Oireachtas Joint and Select Committees

Wednesday, 17 April 2024

Select Committee on Housing, Planning and Local Government

Planning and Development Bill 2023: Committee Stage (Resumed)

Photo of Richard Boyd BarrettRichard Boyd Barrett (Dún Laoghaire, People Before Profit Alliance) | Oireachtas source

Very good, I wanted to clarify that.

My amendment No. 907 would nicely dovetail with Deputy O'Callaghan's because the net result would be that we would get rid of vulture and cuckoo funds. My amendment proposes that the Part VII requirement, which used to be Part V, would not be 20% but 50% of social and affordable. My amendment proposes that, "In page 405... subject to subsection (12), a housing strategy shall provide that [as a general policy] a specified percentage". The Government says this should not be more than 20% of the land zoned. The Government is saying what is now Part VII provision for social and affordable is not to be more than 20%. I propose to amend that to say it shall not be less than 20% for social housing, and not less than 30% for social housing, the different categories of affordable housing, or both. It is giving flexibility on that additional 30%. To put it another way, we propose that a minimum of 20% should be social housing and another 30% should be a mixture of social and affordable housing as may be decided by the local authority. In total there would be 50% social and affordable housing. It is obvious to me why this should be the case. We can set current average incomes against average house prices and rents. A case involving two incomes is slightly different, but in cases involving a single income I would say that approximately 70% of people are now priced out of being able to afford the rents or house prices being charged in Dublin and many of the urban centres. We are going to have to face that fact, because I do not think we have faced it. The market is not capable of delivering affordable housing for between 60% and 70% of the population, and it never will be. That is my view. The evidence is pretty clear. Let us be honest - the housing crisis predated this. It just got a hell of a lot worse after 2008, and is now at dire proportions. It would be a very foolish person who suggests at this point that the market is going to resolve this for the majority of people. We have to face the fact that unless there is a spectacular increase in people's incomes they will never be able to afford this stuff, so what are we going to do about it? We have to do something and we have to do something urgently. Given where social housing income thresholds are, you have to be beneath a low level of income to get social housing. We have to have affordable housing as well as social. We obviously need to address that by raising those thresholds, but that is a separate debate.

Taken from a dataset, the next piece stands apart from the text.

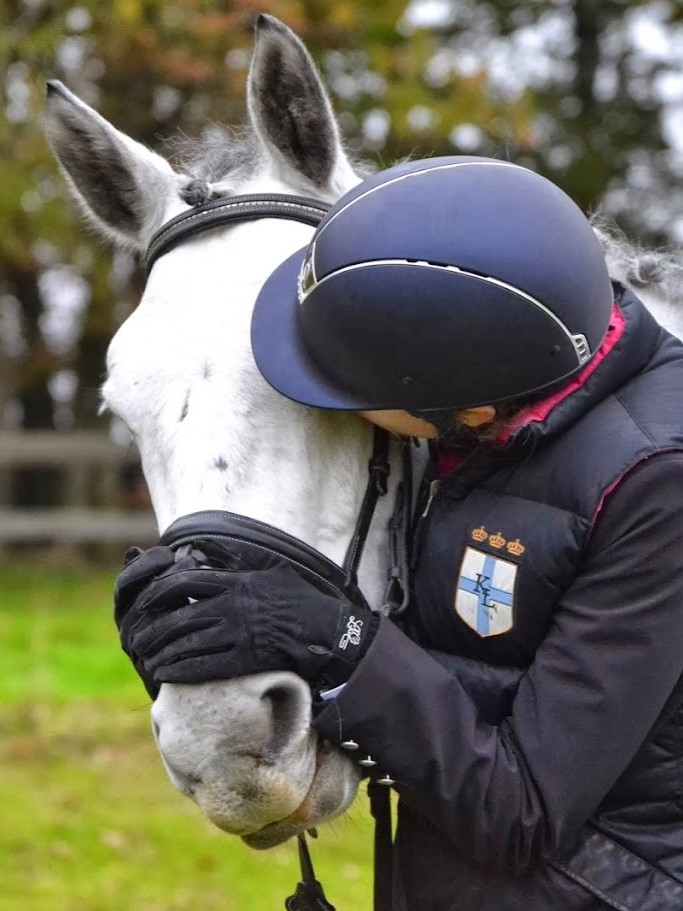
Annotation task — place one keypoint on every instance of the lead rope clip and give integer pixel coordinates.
(309, 895)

A minimum of 50% of any housing that is built now has to be social and affordable. To be honest, the Minister of State should increase it to 60%. I am trying to get this amendment passed in order to move the debate forward. I note the situation in places like Austria and Finland. The latter is the only country in pretty much the whole of Europe that has actually seen its homelessness situation improve. This is because the state has taken control in the context of what is being built. The Finnish authorities are saying that they are not interested in housing being built just to make money and are only interested only in housing that is going to meet the needs of the people. They are beginning to impact on the level of homelessness because they have adopted that approach, which, in turn, is impacting on their approach to planning, etc. That is what I am arguing for. We have to do something radical like that because the market is failing so drastically.

I doubt that the Government is going to accept the amendment, but I honestly want it to start considering this. The situation is so bad that radical measures have to be taken now to address the utter unaffordability of the housing the market is delivering.